Commentaire de C. trav. Liège (div. Liège), 24 mai 2024, R.G. 2024/AL/17
Mis en ligne le mercredi 29 janvier 2025
Cour du travail de Liège (division Liège), 24 mai 2024, R.G. 2024/AL/17
Terra Laboris
Résumé introductif
Les délais de recours au sens de l’article 14 de la Charte de l’assuré social visent également les délais de prescription, qui doivent ainsi être considérés comme délais de recours au sens de cette disposition.
En conséquence, à défaut pour la décision administrative d’octroi ou de refus des prestations de faire référence à ce délai, celui-ci ne prend pas cours.
En tant que mode de d’extinction de l’action et d’exigibilité des droits qu’elle tend à mettre en œuvre du fait de l’écoulement du temps, le délai de prescription reste cependant soumis comme tel aux seules dispositions qui lui sont applicables : les prestations demandées peuvent donc se révéler prescrites (en tout ou en partie).
Dispositions légales
Analyse
Faits de la cause
Une entreprise d’assurances notifie à une victime d’un accident du travail une décision de guérison sans séquelles en date du 10 juillet 2009.

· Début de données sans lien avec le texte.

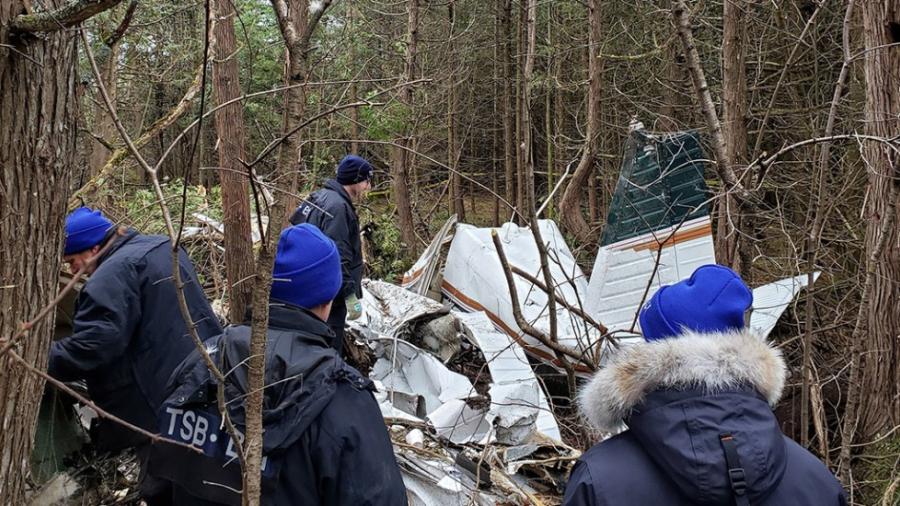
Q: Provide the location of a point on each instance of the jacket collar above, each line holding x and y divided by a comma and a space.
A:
334, 186
710, 363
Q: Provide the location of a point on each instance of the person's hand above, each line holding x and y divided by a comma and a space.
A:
354, 307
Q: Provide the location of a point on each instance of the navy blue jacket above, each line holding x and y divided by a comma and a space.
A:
679, 397
129, 334
331, 210
325, 441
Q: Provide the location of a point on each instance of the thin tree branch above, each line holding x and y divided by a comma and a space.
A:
71, 14
23, 330
577, 311
156, 438
520, 319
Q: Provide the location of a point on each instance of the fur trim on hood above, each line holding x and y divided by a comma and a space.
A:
708, 362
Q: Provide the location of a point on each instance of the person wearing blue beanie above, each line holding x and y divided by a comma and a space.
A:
353, 169
128, 333
86, 230
695, 401
307, 270
713, 299
332, 210
324, 437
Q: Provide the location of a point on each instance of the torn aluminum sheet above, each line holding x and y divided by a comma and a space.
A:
518, 403
659, 231
419, 277
405, 369
622, 271
389, 309
659, 211
219, 227
517, 400
432, 480
771, 300
474, 280
392, 311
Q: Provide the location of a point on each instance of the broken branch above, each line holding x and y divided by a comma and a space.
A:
523, 324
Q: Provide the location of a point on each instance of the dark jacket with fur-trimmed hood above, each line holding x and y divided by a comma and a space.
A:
679, 397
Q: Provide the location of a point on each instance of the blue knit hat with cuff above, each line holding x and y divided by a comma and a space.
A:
85, 228
353, 169
307, 270
713, 299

L’intéressé avait glissé en descendant d’une camionnette et s’était blessé à un genou.
L’assureur précise que suite à un examen médical tenu le 15 mai 2009, la guérison des lésions est acquise le 16 juin 2009 et que la date de notification (10 juillet) fait courir le délai de trois ans visé à l’article 72 de la loi du 10 avril 1971. Il précise que si l’incapacité temporaire n’a pas dépassé sept jours ce délai prend cours à la date de l’accident et que tout remboursement pour le futur (frais et interventions) serait soumis à son accord préalable. Il donne quelques précisions quant aux recours éventuels à introduire par l’intéressé et joint un certificat médical de guérison sans incapacité permanente. Celui-ci reprend des périodes d’incapacité temporaire allant (avec deux interruptions) de la date de l’accident (13 novembre 2006) au 15 juin 2008.
Le travailleur réagit en adressant un rapport médical de son médecin traitant.

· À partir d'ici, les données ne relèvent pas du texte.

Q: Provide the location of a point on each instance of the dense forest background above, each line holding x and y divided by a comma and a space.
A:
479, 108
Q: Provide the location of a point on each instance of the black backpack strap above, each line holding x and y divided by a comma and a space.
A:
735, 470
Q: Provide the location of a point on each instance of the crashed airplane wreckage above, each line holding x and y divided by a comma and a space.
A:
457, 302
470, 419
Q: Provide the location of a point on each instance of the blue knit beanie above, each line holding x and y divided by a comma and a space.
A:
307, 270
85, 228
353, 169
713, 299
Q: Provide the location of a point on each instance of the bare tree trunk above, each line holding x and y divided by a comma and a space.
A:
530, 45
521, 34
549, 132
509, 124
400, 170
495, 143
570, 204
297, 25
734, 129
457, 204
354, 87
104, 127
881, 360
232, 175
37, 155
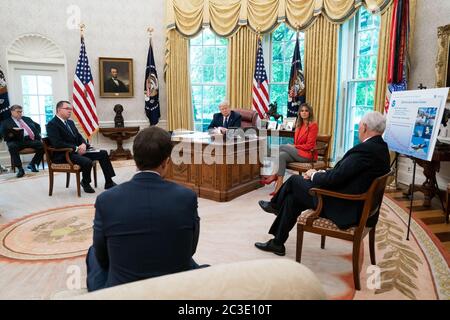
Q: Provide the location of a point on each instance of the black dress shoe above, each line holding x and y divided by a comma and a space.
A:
32, 167
269, 246
87, 187
20, 173
109, 185
267, 207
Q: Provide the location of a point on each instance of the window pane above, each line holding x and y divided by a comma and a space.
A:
44, 85
277, 72
196, 74
33, 107
221, 74
208, 66
277, 52
363, 67
208, 55
208, 73
29, 85
196, 55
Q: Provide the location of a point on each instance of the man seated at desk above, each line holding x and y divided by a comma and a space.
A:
225, 119
22, 132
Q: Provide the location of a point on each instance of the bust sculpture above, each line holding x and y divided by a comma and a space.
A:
118, 119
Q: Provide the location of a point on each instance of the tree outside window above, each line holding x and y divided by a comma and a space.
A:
208, 65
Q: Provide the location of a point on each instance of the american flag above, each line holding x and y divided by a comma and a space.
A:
260, 85
83, 94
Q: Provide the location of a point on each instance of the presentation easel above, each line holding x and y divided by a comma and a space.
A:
412, 128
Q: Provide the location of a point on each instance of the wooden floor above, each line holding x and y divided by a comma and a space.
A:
433, 216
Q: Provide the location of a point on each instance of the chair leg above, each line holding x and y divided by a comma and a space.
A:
78, 184
322, 241
95, 173
372, 246
355, 259
50, 187
13, 166
67, 179
298, 257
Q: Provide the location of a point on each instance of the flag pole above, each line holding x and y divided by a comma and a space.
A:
150, 31
82, 27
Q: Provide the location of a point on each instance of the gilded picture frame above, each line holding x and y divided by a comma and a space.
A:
116, 77
443, 58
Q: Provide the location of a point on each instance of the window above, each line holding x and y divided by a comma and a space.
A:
359, 53
208, 66
37, 95
283, 44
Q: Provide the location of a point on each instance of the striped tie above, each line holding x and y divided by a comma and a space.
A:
24, 126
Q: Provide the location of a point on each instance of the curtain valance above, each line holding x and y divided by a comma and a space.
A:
225, 16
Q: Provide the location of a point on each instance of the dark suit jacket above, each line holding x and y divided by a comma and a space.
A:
110, 86
233, 121
9, 123
353, 175
144, 228
60, 137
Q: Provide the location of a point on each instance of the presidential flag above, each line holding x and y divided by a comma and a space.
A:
260, 90
398, 50
296, 89
4, 101
84, 106
151, 86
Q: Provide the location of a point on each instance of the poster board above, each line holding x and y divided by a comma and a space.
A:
413, 121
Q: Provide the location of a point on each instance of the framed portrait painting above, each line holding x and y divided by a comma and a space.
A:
116, 77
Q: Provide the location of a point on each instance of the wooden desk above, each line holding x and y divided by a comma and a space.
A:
119, 135
221, 180
428, 188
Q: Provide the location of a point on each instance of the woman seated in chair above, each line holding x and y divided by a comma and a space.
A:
304, 142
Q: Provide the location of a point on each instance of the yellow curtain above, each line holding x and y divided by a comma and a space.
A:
178, 88
321, 42
188, 16
383, 53
382, 63
241, 65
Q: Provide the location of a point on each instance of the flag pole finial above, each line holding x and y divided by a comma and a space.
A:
258, 32
82, 27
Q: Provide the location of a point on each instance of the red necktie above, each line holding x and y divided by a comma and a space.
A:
24, 126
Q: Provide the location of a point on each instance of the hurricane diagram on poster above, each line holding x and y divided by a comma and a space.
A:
413, 121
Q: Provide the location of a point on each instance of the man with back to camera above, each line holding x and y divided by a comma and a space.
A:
353, 174
113, 84
225, 119
63, 133
146, 227
31, 138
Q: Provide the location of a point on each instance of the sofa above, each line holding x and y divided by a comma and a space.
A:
266, 279
249, 117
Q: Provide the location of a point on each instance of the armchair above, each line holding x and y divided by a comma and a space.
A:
68, 167
322, 148
310, 221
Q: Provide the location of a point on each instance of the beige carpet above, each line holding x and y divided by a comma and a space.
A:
44, 240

Les parties continueront à échanger des courriers, la contestation sur l’absence de séquelles persistant. Pendant plusieurs années, la caisse a ainsi accepté divers traitements et frais, en ce compris une rechute, et l’intéressé a été convoqué à plusieurs reprises.
Le 11 décembre 2019, une réunion appelée « séance d’expertise médicale de conciliation » réunit le médecin-conseil de la caisse, la victime et son médecin-conseil. Il ressort de la discussion que les parties marquent accord sur une aggravation de 6 % à dater du 19 décembre 2017 (date d’une IRM).
Le 21 janvier, la caisse adresse un courrier au travailleur rappelant cependant que la guérison des lésions a été signifiée en date du 10 juillet 2009 et que le délai de révision de trois ans est expiré, seule une allocation d’aggravation pouvant encore être envisagée. Elle précise cependant que les conditions d’indemnisation de celle-ci (arrêté royal du 10 décembre 1987) ne sont pas remplies, vu qu’est exigé que le nouveau taux d’incapacité permanente de travail après aggravation soit de 10 % au moins, ce qui n’est pas le cas.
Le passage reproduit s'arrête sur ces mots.